Best Fit Line Slope

linear regression

I am given three pairs of (pressure $p$, molar volume $V_m$) measurements at constant known temperature $T$: (0.750000, 29.8649), (0.500000, 44.8090), (0.250000, 89.6384). The goal is to determine the ideal gas constant $R$ plotting $p$ vs $1/V_m$ or $V_m$ vs $1/p$ and using the ideal gas law $pV_m = RT$. However, these plots produce best fit lines with slightly different slopes. I used Microsoft Excel to do this. The resulting equations of the best fit lines and $R^2$ values are:
$$y = 22.3932159243x + 0.0002057994 \qquad R^2 = 0.9999999746$$
for the $p$ vs $1/V_m$ plot, and
$$y = 22.4149788462x + 0.0214038462 \qquad R^2 = 0.9999999998$$
for the $V_m$ vs $1/p$ plot.

I am completely confused by this and would appreciate if someone could shed some light on this "paradox".

Best Answer

This is perfectly normal in the least square sense.

Suppose that the data are $(x,y)$. If you fit $y=a + b x$ you minimize the vertical distance on $y$ and vice-versa.

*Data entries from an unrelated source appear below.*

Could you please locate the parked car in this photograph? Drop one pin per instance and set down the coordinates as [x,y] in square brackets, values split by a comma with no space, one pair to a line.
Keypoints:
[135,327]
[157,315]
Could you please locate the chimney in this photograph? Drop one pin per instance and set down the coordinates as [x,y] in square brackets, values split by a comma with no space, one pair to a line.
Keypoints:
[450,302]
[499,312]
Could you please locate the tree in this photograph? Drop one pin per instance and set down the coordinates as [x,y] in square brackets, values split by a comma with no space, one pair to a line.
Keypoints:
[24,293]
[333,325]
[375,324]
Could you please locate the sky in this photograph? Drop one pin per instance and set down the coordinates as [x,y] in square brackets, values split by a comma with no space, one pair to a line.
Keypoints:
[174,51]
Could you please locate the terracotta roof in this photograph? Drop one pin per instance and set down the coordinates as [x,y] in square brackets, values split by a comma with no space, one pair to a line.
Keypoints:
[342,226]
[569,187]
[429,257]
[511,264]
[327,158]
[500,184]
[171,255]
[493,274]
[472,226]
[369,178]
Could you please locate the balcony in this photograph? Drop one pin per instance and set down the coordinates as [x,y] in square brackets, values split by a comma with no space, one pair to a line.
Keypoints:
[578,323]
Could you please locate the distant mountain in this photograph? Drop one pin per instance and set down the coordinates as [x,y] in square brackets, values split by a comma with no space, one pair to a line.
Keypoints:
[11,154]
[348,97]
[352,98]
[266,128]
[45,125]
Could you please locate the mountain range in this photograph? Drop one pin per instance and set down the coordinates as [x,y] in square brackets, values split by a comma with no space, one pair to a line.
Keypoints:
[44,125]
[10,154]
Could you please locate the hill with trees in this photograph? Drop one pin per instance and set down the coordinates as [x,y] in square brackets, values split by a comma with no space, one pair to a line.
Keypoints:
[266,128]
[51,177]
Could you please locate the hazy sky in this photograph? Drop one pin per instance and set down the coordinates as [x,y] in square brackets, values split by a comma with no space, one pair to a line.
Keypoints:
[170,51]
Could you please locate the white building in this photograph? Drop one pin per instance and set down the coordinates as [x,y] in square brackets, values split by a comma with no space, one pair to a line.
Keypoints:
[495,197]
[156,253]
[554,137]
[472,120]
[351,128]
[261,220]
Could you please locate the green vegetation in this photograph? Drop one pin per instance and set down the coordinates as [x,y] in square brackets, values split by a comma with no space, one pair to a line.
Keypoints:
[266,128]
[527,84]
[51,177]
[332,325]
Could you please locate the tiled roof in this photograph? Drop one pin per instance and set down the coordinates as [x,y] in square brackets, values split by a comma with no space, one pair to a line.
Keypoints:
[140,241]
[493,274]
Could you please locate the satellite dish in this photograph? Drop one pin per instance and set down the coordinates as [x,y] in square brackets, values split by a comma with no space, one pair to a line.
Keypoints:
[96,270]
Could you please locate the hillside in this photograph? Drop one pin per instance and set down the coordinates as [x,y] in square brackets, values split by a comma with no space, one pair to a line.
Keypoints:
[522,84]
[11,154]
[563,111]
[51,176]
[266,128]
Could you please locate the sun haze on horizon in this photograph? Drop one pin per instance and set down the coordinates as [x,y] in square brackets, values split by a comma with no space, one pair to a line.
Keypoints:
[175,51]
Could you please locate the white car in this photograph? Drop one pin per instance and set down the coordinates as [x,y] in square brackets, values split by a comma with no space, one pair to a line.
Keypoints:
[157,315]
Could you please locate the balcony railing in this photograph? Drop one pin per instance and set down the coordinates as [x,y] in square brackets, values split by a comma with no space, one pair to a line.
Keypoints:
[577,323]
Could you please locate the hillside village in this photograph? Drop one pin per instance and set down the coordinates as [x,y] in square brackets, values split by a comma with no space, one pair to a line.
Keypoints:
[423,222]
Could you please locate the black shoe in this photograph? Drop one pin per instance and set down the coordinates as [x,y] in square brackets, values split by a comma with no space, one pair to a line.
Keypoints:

So, except if there is absolutely no noise, the results of the regression cannot be the same.

In fact, if I had this problem, what I should do is to write $$P\,V=c$$ and minimize with respect to $c$ the real sum of squares $$SSQ=\sum_{i=1}^n (P_i\, V_i -c)^2$$ which will just give $$c=\frac 1 n \sum_{i=1}^n P_i\, V_i$$ With your data $c=\frac{2688511}{120000}=22.4043$ which is neither $22.3932$ nor $22.4150$ but something in the middle.